What’s more, over the summer Hurricane Isaias, which brought damaging winds and flooding to the tri-state area at the end of July, knocked a large tree down onto Avdeav’s property. She was miffed that the new neighbors didn’t even bother to check if her family was okay.
“They had zero interest in stopping by and asking if we need any help,” she said.
Another suburbanite who has lived in the same four-bedroom, two-bath, 2,100-square-foot house in Greenwich for 30 years, and asked to remain anonymous for fear of adding to the neighborhood strife, said she was at first happy to welcome new neighbors from the city to her street.
In October, home sales in Fairfield County jumped 80 percent, according to Redfin.
But things quickly turned sour after she caught them letting their dog pee on her property.
“What an inconsiderate and disrespectful new neighbor,” she sighed, of the urbane couple who bought a nearby four-bedroom, split-level house for $1.6 million.
When confronted with the pooch’s micturitions, rather than apologize, they sassed that the grass in their neighbor’s front yard was “fair game.”
“I left the city to get away from the noise,” said another Greenwich resident, a stay-at-home mom who left Queens with her spouse and young child more than two years ago.

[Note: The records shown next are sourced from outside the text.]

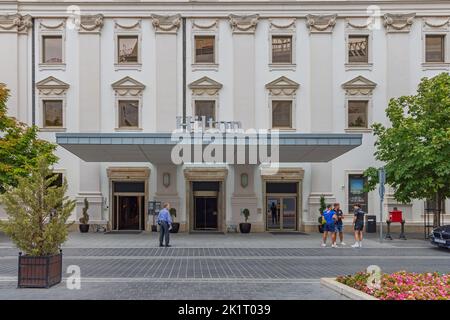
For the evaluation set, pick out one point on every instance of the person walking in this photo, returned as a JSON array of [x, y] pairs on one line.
[[165, 225], [339, 223], [358, 221], [329, 227]]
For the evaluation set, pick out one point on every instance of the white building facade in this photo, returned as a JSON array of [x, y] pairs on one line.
[[96, 75]]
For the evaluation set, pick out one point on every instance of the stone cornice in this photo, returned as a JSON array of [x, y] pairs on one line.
[[243, 23], [321, 23], [398, 22], [91, 23], [15, 23], [167, 23]]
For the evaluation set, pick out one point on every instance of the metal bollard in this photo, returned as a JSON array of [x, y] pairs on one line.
[[388, 233]]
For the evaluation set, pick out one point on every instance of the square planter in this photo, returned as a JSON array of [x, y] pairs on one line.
[[39, 272]]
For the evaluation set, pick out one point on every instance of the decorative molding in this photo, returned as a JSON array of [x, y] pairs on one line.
[[359, 86], [59, 26], [128, 86], [205, 86], [243, 23], [436, 23], [282, 86], [167, 23], [135, 26], [212, 26], [52, 86], [321, 23], [15, 23], [398, 22], [291, 25], [91, 23]]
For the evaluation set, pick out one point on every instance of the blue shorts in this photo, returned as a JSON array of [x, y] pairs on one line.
[[329, 227]]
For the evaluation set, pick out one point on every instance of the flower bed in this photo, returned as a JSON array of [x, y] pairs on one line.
[[402, 285]]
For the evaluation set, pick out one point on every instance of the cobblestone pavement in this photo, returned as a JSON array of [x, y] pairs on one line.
[[264, 266]]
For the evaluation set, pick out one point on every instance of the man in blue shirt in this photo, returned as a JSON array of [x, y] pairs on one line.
[[329, 227], [165, 224]]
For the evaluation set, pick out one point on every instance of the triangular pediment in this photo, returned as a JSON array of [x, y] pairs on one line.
[[282, 83], [205, 83], [359, 83], [128, 83], [52, 83]]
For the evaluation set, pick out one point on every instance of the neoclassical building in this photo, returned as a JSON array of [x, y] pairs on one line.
[[110, 81]]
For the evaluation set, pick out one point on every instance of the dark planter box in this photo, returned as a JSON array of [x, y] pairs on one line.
[[245, 227], [39, 272], [84, 228], [175, 227]]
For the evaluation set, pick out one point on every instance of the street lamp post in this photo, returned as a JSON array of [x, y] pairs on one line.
[[382, 181]]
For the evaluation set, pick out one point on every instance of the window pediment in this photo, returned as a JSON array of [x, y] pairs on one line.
[[205, 85], [359, 86], [51, 85], [128, 86], [282, 86]]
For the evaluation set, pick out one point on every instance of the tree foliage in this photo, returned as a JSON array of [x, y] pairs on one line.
[[416, 147], [19, 146], [37, 212]]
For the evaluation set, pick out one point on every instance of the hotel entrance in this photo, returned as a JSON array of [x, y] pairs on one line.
[[281, 205], [128, 205]]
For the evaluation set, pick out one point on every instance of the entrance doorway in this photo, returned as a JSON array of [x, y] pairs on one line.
[[128, 205], [281, 204], [205, 210]]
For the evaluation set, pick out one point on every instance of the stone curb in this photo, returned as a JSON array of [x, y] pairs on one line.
[[345, 290]]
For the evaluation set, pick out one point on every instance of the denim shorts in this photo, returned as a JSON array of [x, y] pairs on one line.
[[329, 227]]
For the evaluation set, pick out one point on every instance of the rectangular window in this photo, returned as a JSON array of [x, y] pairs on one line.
[[434, 48], [127, 49], [357, 114], [356, 194], [282, 114], [206, 108], [282, 49], [204, 49], [52, 49], [53, 113], [358, 49], [128, 114]]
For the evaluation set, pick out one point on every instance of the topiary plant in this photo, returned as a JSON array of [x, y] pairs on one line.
[[85, 217], [246, 214]]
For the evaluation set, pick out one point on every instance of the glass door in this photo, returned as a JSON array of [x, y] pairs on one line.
[[281, 213]]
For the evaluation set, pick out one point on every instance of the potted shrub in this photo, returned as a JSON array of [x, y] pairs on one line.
[[37, 224], [322, 208], [175, 225], [245, 227], [84, 220]]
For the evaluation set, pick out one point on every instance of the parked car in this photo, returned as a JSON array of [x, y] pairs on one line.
[[441, 237]]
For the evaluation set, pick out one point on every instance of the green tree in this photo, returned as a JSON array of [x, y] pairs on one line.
[[19, 146], [37, 212], [416, 147]]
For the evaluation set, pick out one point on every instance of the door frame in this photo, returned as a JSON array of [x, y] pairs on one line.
[[128, 174], [282, 196], [218, 174], [283, 175], [115, 217]]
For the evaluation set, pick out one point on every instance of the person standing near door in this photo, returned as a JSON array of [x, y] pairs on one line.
[[339, 222], [358, 221], [165, 224]]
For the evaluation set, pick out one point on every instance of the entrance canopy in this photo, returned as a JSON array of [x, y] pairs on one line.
[[157, 147]]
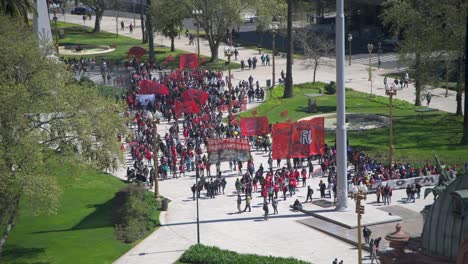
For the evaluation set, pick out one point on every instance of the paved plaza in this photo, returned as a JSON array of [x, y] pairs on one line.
[[288, 234]]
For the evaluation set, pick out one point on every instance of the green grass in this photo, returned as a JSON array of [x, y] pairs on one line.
[[77, 34], [200, 254], [81, 231], [416, 134]]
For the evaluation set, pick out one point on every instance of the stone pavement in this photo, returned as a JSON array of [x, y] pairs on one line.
[[356, 75], [220, 224]]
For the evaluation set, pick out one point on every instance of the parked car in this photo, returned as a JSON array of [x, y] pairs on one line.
[[81, 10]]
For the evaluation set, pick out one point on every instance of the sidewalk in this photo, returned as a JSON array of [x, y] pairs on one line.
[[356, 75], [220, 224]]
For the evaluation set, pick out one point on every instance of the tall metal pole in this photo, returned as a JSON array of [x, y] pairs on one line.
[[198, 43], [341, 155], [197, 174], [230, 87], [358, 211], [134, 13], [391, 127], [149, 29], [273, 58], [350, 52], [155, 158]]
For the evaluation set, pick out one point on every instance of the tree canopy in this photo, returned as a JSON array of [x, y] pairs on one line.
[[44, 112]]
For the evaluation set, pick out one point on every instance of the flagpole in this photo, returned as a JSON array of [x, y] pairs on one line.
[[341, 148]]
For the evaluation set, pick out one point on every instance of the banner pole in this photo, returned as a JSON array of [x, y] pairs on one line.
[[341, 148]]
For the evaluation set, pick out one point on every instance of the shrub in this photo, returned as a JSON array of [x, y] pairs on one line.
[[330, 88], [200, 254], [135, 212]]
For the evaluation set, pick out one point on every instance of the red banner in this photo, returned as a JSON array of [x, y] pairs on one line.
[[188, 61], [197, 95], [188, 107], [136, 52], [298, 140], [150, 87], [255, 126], [228, 149]]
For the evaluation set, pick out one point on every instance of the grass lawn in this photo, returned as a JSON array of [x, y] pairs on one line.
[[77, 34], [81, 231], [416, 134], [200, 254]]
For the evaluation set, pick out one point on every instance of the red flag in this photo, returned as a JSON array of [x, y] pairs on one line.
[[197, 95], [136, 52], [188, 61], [254, 126], [298, 140], [188, 107]]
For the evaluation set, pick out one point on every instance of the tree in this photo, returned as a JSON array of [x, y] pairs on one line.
[[423, 26], [99, 6], [218, 17], [315, 46], [288, 83], [169, 17], [17, 8], [45, 113]]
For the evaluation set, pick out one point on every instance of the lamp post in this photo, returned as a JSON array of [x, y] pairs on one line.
[[228, 51], [359, 194], [197, 175], [134, 13], [390, 91], [370, 47], [350, 38], [274, 29], [55, 6], [197, 13], [379, 51], [155, 121]]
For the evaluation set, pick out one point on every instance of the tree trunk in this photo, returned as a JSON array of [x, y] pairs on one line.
[[144, 36], [213, 49], [288, 84], [459, 86], [315, 69], [464, 140], [9, 226], [149, 29], [172, 43], [97, 22], [418, 84]]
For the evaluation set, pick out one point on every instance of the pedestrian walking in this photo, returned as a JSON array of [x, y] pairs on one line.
[[428, 98], [310, 192], [239, 202], [265, 209], [247, 203], [275, 206], [366, 233]]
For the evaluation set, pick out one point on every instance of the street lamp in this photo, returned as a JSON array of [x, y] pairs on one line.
[[274, 29], [228, 51], [359, 194], [197, 175], [197, 13], [379, 51], [370, 47], [155, 121], [54, 8], [350, 38], [391, 91]]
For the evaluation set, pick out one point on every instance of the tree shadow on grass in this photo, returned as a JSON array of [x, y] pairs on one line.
[[21, 255], [99, 218]]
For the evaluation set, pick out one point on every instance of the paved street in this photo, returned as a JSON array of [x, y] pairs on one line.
[[220, 224]]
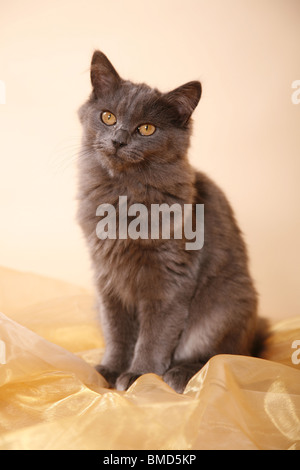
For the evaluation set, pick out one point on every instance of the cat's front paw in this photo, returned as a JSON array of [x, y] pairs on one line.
[[109, 375], [125, 380]]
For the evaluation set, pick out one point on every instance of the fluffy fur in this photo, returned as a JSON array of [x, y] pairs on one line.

At first it was blissful, but then the city found her. In March, a young couple from Manhattan moved into a 6,000-square-foot house around the corner that had been sitting vacant for three years. The new neighbors immediately made their presence known with frequent late-night drinking parties that were often rowdy and loud.
One night in late spring, when the newly minted neighbors had friends spilling out onto their balcony, laughing and yelling and drinking, she tried to get them to quiet down. But they shouted back: “We are just celebrating our new roommate!” and carried on.
“It was just enough noise to wake a sleeping toddler,” she said.
Noise violations have become such a problem in these areas that real estate experts are now having to get in front of the trouble before they sell.
“Whether it be construction early morning or late-night music — it’s just unacceptable,” said Alison Bernstein, founder and president of Suburban Jungle, a real estate advisory and tech platform that is seeing a 500 percent boost in business due to the influx of Manhattanites. “Understanding your family’s personality and planning accordingly will give you a greater shot at having successful relations with your neighbors. If you’re a family of six who likes to stay up late with two barking dogs, you may want to think about living where there is space and separation.”
And while many suburban shops have leaned on urban migration to get through the hard times during the pandemic, there can be too much of a good thing, they griped.
“Every day is like Christmas,” a sanitation worker in the Hudson Valley said of the gargantuan uptick in garbage pickups.
Chris Hahn of Bar-ken Service Center, a car shop, in East Chatham, NY, added that they are having to turn customers away because they can’t manage the volume, which includes “a lot of people that we do not normally deal with.”
But don’t expect to criticize a New Yorker without getting a mouthful in return.
Kate, a Broadway and opera singer who lives in a $10 million home in the coveted Belle Haven section of Greenwich with her husband, a doctor, and two kids, arrived in the area after leaving the West Village in July.
“If people moved here, they moved here because a home was available,” she said. “You prefer homes in these towns to remain empty?”